Starting in the late 90s, a handful of anime broke through to the mainstream American market, presaging the far greater adoption here we see today. Cowboy Bebop was one of those in the first wave to cross over. It occupied a peculiar place among its contemporaries. On the one hand, it was always the one show I could recommend to people who had never watched an anime before, and expect them to enjoy it. It lacked many of the off-putting stylizations common to anime. On the other hand, it was not without its warts, some of them I found painfully embarrassing precisely because I loved the show so much.
The Netflix adaptation surgically removed many of these warts. The actress playing Faye Valentine wears a perfectly normal outfit, rather than the teenage boy’s fantasy the animated version was stuck with. The stereotypical Native American mystic out of an old western is notably absent. The villain’s cartoonishly edgy name, “Vicious,” is matched with an old code name, “Fearless,” that protagonist Spike Spiegel had when he was part of the same organized crime family, giving it at least an air of plausibility.

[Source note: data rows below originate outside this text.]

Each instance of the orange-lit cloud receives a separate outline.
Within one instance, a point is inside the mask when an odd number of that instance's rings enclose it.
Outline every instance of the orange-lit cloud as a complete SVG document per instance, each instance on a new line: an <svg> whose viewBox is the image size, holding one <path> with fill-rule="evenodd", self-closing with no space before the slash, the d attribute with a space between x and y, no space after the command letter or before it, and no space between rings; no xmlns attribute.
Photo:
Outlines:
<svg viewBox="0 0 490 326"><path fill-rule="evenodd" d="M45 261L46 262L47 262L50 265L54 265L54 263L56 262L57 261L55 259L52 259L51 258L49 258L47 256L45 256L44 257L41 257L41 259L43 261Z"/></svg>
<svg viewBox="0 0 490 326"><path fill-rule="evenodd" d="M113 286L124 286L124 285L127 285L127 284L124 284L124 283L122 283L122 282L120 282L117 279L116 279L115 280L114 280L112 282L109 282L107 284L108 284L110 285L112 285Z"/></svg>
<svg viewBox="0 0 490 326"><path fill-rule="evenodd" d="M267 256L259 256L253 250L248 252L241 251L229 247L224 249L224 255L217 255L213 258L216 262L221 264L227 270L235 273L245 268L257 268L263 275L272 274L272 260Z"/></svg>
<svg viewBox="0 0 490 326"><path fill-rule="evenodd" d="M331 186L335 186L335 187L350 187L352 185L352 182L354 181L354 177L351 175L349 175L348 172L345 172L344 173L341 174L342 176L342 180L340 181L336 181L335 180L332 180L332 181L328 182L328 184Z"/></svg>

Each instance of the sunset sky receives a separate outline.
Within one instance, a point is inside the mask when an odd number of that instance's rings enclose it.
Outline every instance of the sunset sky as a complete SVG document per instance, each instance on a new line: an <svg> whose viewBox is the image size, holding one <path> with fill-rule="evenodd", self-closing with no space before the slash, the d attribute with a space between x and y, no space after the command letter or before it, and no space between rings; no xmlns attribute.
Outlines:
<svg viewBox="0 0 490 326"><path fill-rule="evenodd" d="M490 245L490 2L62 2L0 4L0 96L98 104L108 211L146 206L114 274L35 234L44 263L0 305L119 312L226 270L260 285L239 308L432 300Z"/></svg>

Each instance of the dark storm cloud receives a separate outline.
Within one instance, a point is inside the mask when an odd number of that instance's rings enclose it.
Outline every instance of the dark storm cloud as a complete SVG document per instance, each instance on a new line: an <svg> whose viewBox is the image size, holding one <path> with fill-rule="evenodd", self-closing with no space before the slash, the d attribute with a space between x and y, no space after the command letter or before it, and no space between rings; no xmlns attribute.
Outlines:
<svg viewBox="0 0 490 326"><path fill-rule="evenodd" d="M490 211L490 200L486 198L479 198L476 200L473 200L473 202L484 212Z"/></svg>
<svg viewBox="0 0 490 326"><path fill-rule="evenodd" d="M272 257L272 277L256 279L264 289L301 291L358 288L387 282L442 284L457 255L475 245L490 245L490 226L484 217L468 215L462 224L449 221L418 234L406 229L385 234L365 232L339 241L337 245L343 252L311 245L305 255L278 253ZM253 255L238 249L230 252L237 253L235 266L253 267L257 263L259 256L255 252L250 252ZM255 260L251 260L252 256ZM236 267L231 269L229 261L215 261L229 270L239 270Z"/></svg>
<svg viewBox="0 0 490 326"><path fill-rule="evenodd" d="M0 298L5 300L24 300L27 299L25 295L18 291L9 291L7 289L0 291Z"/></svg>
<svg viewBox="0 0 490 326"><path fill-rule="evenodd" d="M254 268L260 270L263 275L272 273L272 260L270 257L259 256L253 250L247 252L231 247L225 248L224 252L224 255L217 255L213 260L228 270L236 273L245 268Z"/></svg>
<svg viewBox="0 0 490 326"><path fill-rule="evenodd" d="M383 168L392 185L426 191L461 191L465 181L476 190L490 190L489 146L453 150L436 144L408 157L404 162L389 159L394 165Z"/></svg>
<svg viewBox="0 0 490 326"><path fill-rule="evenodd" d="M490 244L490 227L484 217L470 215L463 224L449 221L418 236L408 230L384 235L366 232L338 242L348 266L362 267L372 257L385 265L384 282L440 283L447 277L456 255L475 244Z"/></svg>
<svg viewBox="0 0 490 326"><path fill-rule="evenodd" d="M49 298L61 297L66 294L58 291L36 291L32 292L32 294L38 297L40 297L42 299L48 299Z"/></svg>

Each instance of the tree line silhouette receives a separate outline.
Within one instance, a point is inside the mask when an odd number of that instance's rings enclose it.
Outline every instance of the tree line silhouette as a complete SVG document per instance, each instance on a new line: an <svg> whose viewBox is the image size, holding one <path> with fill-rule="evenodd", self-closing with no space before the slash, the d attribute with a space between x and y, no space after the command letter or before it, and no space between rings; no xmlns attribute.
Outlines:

The warts are gone, but what is left is not a work that is actually interesting. It is a shame, really. Unlike previous Netflix adaptations, it was clear to me that the show runners on this one were taking the matter seriously, especially when they brought Yoko Kanno, composer of the original’s iconic soundtrack, on board. I do not believe in judging adaptations based on their faithfulness to the original. I try to take it on its own terms, to ask how it comes across if you had never seen what it is adapting. Unfortunately, I think on its own terms, it is largely boring.
It is worth comparing the two not because of a failure of the adaptation to be the original all over again, but because the real failures of the adaptation are more apparent when we look to the successes of the original. Vicious is a case in point—indeed, the Americans’ attempt to save Vicious from his fate of appealing to edgy teenagers was in some way the undoing of the whole series.
As a teenager watching Cowboy Bebop for the first time, I yearned for more episodes that focused on the conflict between Spike and Vicious. But as an adult I realized that that plot, the one long thread through the series, was entirely besides the point. The show is not about Spike and his past, it is about the Bebop, and its space faring, bounty hunting crew. Each episode is a chance encounter, a new story, in which these overskilled yet luckless losers inevitably end up back at square one, and unable to squeeze out a single red cent for their efforts. Director Shinichirō Watanabe feeds audiences a horror story in one episode, a comedy in the next, and a horror that ends in a punchline in yet another.
Each character has a past that has set them adrift, and that past comes through as something flat, something stuck in place. In the American version, Vicious is a perfectly understandable character, a real person that one might meet or read about in history or true crime books. The petty, abusive, arrogant son of a powerful person. His motives are, again, realistic—and utterly uninteresting. The Vicious of the original is this menacing presence who comes occasionally into view only to fade away again. He makes his first appearance as a reactionary, murdering a member of his syndicate who was seeking to make peace with a rival group. His conflict with the leadership is both more interesting and far less explored than in the adaptation.
The adaptation explores the syndicate side of things to death, and worse, it integrates all the episodic plots into an overall storyline. A particular stark contrast was the treatment of the storyline from one of the original’s great horror episodes, “Pierrot Le Fou.” In it, Spike has a chance encounter with a terrifying madman who seems hardly human at all. What is carefully unveiled over the course of the original episode is spelled out all at once in an extremely awkward scene in the adaptation, as Vicious sets the madman free and gives him the mission to assassinate Spike. The elements of chance and mystery are thereby both dispatched in a handful of minutes, and the rambling explanation of the madman’s characteristics is among the most stilted writing in the entire adaptation. All done with the aim of making it fit into the storyline the adaptation was trying to tell, and to fit with the kind of show the adaptation was trying to be.
Because even with all the aggressive aesthetic appropriation, the Netflix adaptation was not trying to be the eccentric noir that the original was. The Netflix adaptation went for fun and campy where the original had a real edge to it. This was well within my expectations; I expected no more than fun and campy, and intended to enjoy it as such. For a little less than half of the adaptation, I was not disappointed. But as the syndicate storyline became all consuming, the episodes became all boring. I’ve seen the typical campy American crime show before; it is not interesting, it is not even especially enjoyable, and not even a new Yoko Kanno soundtrack can save it.
The good news is that Netflix now streams the original. Whether or not you like anime, or even space westerns, odds are you will find something to like about it. It is a bold work of real genius, warts and all.